Candidate for DevP2P communication

One way for nodes to communicate would be over devp2p. This has the following benefits

  • it does require users to run both an Ethereum and Swarm node to benefit from this functionality since both nodes already connect to this network.
  • it allows for bidirectional communication, thus allowing swarm nodes to get informed about hashes.

The following commands define version 1 of a new sub protocol identified by the string bzz-eth.

This p2p protocol is somewhat special in that it is asymmetrical, ie., the two peers are not sending the same type of messages.
In particular the swarm nodes never send NewBlockHeaders, only receive them.

Handshake (0x00)

This MUST be the first message sent (under this protocol) after a p2p connection has been established.
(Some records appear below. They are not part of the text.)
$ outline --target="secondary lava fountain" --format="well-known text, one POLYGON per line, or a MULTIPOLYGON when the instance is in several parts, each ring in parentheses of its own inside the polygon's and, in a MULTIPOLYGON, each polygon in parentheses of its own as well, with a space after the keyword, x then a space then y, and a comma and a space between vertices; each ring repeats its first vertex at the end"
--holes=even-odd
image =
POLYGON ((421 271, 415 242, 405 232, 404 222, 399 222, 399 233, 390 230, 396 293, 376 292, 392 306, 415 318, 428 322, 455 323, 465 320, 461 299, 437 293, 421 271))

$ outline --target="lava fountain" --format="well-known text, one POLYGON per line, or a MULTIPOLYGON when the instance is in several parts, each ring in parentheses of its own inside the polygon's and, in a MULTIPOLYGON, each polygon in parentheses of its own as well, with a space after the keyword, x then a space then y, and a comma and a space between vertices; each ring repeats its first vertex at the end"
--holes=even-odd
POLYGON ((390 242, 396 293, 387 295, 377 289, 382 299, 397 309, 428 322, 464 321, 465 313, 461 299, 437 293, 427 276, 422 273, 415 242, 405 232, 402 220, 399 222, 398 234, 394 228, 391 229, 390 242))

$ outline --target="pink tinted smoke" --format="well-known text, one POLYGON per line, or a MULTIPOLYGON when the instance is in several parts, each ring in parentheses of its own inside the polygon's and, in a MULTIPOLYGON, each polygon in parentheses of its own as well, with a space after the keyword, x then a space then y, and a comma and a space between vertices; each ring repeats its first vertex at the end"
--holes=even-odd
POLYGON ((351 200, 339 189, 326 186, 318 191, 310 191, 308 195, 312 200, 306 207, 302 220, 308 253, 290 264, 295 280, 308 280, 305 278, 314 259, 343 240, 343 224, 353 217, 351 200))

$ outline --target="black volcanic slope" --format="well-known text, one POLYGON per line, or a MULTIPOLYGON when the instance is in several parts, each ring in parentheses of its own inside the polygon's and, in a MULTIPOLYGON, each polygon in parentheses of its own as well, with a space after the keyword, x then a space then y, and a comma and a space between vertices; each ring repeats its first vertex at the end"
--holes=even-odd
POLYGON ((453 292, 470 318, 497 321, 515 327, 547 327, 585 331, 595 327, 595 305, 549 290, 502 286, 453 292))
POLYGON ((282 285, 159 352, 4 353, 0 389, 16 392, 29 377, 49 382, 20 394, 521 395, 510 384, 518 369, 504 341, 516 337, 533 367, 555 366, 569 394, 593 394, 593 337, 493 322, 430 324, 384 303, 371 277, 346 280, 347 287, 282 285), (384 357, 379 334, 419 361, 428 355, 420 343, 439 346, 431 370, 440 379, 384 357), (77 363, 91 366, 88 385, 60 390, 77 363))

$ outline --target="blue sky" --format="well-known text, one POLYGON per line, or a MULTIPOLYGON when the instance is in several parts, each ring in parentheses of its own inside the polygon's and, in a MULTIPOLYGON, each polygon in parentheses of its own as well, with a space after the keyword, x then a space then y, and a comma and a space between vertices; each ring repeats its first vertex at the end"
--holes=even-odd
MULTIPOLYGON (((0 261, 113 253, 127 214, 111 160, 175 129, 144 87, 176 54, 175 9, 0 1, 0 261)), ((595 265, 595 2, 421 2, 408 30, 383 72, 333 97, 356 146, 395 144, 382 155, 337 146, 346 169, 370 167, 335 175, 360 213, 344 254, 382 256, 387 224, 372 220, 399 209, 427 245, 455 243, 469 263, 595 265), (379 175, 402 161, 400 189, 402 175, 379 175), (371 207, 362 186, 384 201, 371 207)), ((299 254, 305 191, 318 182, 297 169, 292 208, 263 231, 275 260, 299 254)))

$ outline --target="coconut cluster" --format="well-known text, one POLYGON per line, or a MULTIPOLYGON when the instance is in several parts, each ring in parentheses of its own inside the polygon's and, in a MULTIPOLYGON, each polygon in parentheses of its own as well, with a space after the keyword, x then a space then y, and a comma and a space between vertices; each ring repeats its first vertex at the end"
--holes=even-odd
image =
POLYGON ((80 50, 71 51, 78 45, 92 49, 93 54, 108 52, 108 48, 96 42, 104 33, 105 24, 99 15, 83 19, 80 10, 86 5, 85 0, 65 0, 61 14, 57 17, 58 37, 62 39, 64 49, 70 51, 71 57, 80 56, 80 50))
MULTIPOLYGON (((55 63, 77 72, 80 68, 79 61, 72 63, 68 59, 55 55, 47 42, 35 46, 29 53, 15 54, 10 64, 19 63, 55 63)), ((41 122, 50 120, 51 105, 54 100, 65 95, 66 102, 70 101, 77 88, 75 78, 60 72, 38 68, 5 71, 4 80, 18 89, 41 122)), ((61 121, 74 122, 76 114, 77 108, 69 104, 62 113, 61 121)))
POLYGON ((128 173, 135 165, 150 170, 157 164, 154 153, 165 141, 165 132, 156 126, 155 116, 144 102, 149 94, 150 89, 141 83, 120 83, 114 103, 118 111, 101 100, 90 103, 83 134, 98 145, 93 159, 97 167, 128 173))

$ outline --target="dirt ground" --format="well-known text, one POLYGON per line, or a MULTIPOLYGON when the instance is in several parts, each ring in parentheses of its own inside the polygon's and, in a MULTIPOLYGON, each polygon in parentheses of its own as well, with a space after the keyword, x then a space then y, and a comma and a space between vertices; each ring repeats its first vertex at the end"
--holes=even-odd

[serves_headers: uint8|bool]

TODO: I removed the head from this since it seems like swarm nodes shouldn't be required to track the chain head and that the NewBlockHeaders message serves as a mechanisms for eth nodes to broadcast this information. Consider adding an Announce message to serve as a more concrete way to update a peer about stateful protocol information (like chain head).

  • serve_headers: boolean indicating if this node can be expected to serve requests for headers.

If later we find that swarm nodes do not always need new headers announced, a serve_new_headers: uint8|bool field could be added.

NewBlockHeaders (0x01)

[[hash: B_32, number: uint256], ...]
  • hash: the block hash
  • number: the block number corresponding to the provided block hash.

Advertise headers that the connected peer may be interested in. For a given session with a peer, no block hash should be sent more than once (never re-advertise the same block hash).

If later we find that swarm nodes do not always need new headers announced, a GetNewHeaders message could be introduced.

GetBlockHeaders (0x02)

[request_id: uint32, hashes: [hash_0: B_32, hash_1: B_32, ...]]
  • request_id: any 32 bit integer
  • hashes: array of 32-byte hashes.

Request a set of headers referenced by their ethereum hashes.

BlockHeaders (0x03)

[request_id: uint32, headers: [header_0, header_1, ...]]
  • request_id: The request_id from the GetHeaders message.
  • headers: array of rlp encoded block headers.

Response to GetBlockHeaders. headers must be a subset of RLP encoded block headers. No ordering is enforced on the response headers.

TODO: discuss semantics of multi-response. Maybe add nonce to response. Maybe enforce uniqueness across response headers.

Note that it is allowed to send several headers responses to the same request. This way, the swarm node can send all it has whenever it has something and serve the eth client with minimal latency.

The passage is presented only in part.